Data warehouses are applications– so why not manage them like one? In fact, data grows at a much faster rate in data warehouses, since they integrate date from multiple applications and cater to many different groups of users who need different types of analysis. Data warehouses also keep historical data for a long time, so data grows exponentially in these systems. The infrastructure costs in data warehouses also escalate quickly since analytical processing on large amounts of data requires big beefy boxes. Not to mention the software license and maintenance costs of such a large amount of data. Imagine how many backup media is required to backup tens to hundreds of terabytes of data warehouses on a regular basis. But do you really need to keep all that historical data in production?

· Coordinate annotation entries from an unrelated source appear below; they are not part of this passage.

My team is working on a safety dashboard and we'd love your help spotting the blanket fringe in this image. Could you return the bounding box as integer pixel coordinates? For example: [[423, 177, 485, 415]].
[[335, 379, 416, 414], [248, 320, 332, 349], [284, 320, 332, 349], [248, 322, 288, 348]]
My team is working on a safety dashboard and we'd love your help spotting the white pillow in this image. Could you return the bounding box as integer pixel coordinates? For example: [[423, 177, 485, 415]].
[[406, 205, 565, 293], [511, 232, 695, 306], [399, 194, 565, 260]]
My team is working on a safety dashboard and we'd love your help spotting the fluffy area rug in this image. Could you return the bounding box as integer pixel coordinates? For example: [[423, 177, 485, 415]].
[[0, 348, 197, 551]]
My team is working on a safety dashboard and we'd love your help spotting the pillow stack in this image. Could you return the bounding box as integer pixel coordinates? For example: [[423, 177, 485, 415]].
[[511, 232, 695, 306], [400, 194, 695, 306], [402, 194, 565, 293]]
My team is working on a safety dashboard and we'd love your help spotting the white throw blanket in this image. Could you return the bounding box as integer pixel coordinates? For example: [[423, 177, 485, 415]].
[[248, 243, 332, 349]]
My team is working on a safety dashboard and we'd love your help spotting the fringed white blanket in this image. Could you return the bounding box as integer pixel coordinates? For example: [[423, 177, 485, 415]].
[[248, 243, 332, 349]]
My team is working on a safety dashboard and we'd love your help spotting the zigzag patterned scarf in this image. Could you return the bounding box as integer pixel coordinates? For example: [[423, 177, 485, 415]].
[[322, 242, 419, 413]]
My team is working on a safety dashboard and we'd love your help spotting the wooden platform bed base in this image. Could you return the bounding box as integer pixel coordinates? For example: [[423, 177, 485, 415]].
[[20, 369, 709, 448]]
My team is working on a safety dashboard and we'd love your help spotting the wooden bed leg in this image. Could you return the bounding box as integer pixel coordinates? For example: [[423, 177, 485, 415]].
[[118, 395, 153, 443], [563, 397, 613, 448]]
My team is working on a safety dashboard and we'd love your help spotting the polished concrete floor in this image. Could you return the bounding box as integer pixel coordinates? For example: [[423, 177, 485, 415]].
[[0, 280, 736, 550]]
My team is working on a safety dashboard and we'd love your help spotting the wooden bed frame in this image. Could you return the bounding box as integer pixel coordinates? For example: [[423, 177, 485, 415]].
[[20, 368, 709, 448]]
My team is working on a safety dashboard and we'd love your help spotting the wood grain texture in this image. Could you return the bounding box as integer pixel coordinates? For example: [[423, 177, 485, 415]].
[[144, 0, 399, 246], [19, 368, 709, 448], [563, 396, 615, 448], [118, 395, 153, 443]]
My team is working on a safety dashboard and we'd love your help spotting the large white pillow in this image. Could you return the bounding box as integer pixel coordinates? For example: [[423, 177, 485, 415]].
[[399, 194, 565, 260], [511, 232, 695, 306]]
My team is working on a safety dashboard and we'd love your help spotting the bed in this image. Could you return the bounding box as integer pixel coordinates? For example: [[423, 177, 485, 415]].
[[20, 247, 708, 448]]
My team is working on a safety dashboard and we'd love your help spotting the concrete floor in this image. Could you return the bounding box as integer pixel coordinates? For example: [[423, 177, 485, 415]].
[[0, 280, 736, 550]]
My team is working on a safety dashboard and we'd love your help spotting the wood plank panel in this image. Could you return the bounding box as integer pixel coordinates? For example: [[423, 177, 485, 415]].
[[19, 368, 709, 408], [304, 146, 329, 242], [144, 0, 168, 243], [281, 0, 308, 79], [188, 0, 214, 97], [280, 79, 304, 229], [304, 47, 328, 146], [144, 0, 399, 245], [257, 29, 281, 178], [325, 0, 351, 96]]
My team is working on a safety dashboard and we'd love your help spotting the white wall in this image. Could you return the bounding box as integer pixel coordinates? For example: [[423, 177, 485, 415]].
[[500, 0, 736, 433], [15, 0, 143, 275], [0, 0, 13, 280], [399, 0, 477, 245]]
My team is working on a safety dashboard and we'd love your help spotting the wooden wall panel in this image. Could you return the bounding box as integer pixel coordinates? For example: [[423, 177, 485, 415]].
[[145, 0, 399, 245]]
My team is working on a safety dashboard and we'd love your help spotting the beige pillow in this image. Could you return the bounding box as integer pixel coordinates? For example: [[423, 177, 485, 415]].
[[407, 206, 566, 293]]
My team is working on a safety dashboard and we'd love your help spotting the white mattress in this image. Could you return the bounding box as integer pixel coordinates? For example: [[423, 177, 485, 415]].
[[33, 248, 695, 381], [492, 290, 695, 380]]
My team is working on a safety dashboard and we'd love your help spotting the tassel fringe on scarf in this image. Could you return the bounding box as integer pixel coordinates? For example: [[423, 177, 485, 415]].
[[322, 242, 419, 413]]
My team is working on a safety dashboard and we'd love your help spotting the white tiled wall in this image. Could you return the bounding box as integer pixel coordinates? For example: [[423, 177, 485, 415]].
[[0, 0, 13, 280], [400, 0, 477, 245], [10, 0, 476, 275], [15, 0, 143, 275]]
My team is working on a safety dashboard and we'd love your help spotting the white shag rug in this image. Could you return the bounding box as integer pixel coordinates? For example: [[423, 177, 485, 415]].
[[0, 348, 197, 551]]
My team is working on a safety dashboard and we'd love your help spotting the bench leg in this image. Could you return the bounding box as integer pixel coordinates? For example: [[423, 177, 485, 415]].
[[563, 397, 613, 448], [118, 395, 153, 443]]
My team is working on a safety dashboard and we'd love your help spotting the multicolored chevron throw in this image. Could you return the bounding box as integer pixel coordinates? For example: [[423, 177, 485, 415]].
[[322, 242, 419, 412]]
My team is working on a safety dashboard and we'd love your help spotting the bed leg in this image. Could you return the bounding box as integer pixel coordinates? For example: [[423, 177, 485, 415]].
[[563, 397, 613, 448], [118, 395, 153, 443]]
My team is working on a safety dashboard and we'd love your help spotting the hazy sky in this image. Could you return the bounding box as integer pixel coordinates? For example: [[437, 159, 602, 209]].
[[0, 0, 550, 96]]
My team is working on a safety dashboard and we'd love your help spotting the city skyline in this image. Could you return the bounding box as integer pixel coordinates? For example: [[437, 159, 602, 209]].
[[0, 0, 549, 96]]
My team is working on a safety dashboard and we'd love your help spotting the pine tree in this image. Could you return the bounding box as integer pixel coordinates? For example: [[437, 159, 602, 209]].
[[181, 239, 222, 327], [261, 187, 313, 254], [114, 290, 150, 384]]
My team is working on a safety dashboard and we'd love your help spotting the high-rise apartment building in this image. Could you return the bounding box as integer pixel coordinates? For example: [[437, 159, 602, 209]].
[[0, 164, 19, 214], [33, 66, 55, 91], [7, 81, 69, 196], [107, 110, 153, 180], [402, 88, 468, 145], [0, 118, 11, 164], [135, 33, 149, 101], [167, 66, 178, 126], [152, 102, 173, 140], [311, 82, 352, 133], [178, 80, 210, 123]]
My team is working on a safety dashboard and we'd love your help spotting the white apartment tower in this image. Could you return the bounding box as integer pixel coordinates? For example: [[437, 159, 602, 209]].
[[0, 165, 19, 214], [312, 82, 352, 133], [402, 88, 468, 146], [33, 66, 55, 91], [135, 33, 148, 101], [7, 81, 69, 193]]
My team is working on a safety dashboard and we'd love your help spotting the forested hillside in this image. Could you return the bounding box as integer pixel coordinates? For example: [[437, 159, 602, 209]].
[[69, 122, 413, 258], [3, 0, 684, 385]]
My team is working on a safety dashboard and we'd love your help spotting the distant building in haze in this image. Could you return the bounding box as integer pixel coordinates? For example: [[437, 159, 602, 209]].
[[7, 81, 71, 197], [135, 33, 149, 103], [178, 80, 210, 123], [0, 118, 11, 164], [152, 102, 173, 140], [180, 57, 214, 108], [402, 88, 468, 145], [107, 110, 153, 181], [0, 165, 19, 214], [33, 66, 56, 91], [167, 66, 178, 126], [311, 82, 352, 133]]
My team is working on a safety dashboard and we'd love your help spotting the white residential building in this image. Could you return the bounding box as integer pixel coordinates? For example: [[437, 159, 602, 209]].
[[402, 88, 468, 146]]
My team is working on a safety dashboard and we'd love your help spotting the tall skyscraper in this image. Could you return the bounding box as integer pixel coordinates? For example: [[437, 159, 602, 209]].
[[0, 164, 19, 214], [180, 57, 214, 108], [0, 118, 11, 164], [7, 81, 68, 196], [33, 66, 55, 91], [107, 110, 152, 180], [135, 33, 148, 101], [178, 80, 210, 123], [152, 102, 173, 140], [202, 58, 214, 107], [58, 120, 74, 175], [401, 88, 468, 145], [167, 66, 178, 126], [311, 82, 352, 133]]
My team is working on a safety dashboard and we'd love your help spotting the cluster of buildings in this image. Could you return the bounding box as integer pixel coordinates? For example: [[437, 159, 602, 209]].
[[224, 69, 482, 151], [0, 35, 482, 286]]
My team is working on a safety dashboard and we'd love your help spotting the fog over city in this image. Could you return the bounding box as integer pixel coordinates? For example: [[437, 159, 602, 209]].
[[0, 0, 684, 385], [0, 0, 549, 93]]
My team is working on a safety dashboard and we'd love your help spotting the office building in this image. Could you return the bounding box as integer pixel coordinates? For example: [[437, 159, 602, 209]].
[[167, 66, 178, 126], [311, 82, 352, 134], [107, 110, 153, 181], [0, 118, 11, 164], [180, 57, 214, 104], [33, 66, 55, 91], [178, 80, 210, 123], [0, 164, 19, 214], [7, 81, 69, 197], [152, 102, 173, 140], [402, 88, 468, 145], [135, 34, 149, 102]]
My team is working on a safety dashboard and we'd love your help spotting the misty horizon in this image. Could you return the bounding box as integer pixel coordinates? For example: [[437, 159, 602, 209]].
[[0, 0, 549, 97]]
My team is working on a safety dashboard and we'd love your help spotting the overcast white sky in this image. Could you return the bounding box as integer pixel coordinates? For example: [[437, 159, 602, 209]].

One of the challenges of managing data growth in data warehouses is that it’s hard to determine which data is actually used, which data is no longer being used, or even if the data was ever used at all. Unlike transactional systems where the application logic determines when records are no longer being transacted upon, the usage of analytical data in data warehouses has no definite business rules. Age or seasonality may determine data usage in data warehouses, but business users are usually loath to let go of the availability of all that data at their fingertips. The only clear cut way to prove that some data is no longer being used in data warehouses is to monitor its usage.
Monitoring data usage is not that simple. Regular database monitoring tools will only give you query level monitoring. However, to better understand how data is being used, you need to monitor usage not only at the database level, but at the application level. For data warehouses, reports from business intelligence (BI) tools are a representative sample of how data is being used. You can also get a good understanding of which users, groups and departments are actually using the data and for what purposes and frequency, from these BI tools. So deploying a data usage monitoring tool that can track usage, not only at the database level, but at the BI tool and business user level is critical to determine how data is being used and to prioritize what data needs to be kept in the production data warehouse.
Once you have identified which data is no longer being used and which data was never used at all, then you need to take action. For those data that are no longer being used and you need to keep for regulatory compliance, you should archive them. For those data that you will never use again, you need to purge them. And for the information that is never used, you should remove them from regular data warehouse loads. Deploying a data warehouse archiving solution to manage data growth in data warehouses helps you to automatically move data that has been identified as dormant by your data usage monitoring tool, to a lower cost infrastructure or purge them entirely if they will never be used. Some archiving solutions also help you to automate the right partitioning strategy if you’re not ready to move the data out of production so that you can better optimize data warehouse queries. If data needs to be retained for compliance, then an archiving solution will further help you to enforce retention and disposal policies.
By monitoring and understanding how data is being used in your data warehouses and then taking action based on that information, you can reap the benefits of proactively managing data growth:
- Minimize overall infrastructure costs
- Reduce maintenance efforts
- Improve performance
- Ensure compliance to retention regulations
Including data usage monitoring and data warehouse archiving as part of your data warehouse management strategy just makes practical business sense. Especially if you’re managing data growth in your enterprise applications today by archiving, why not do the same for your data warehouses?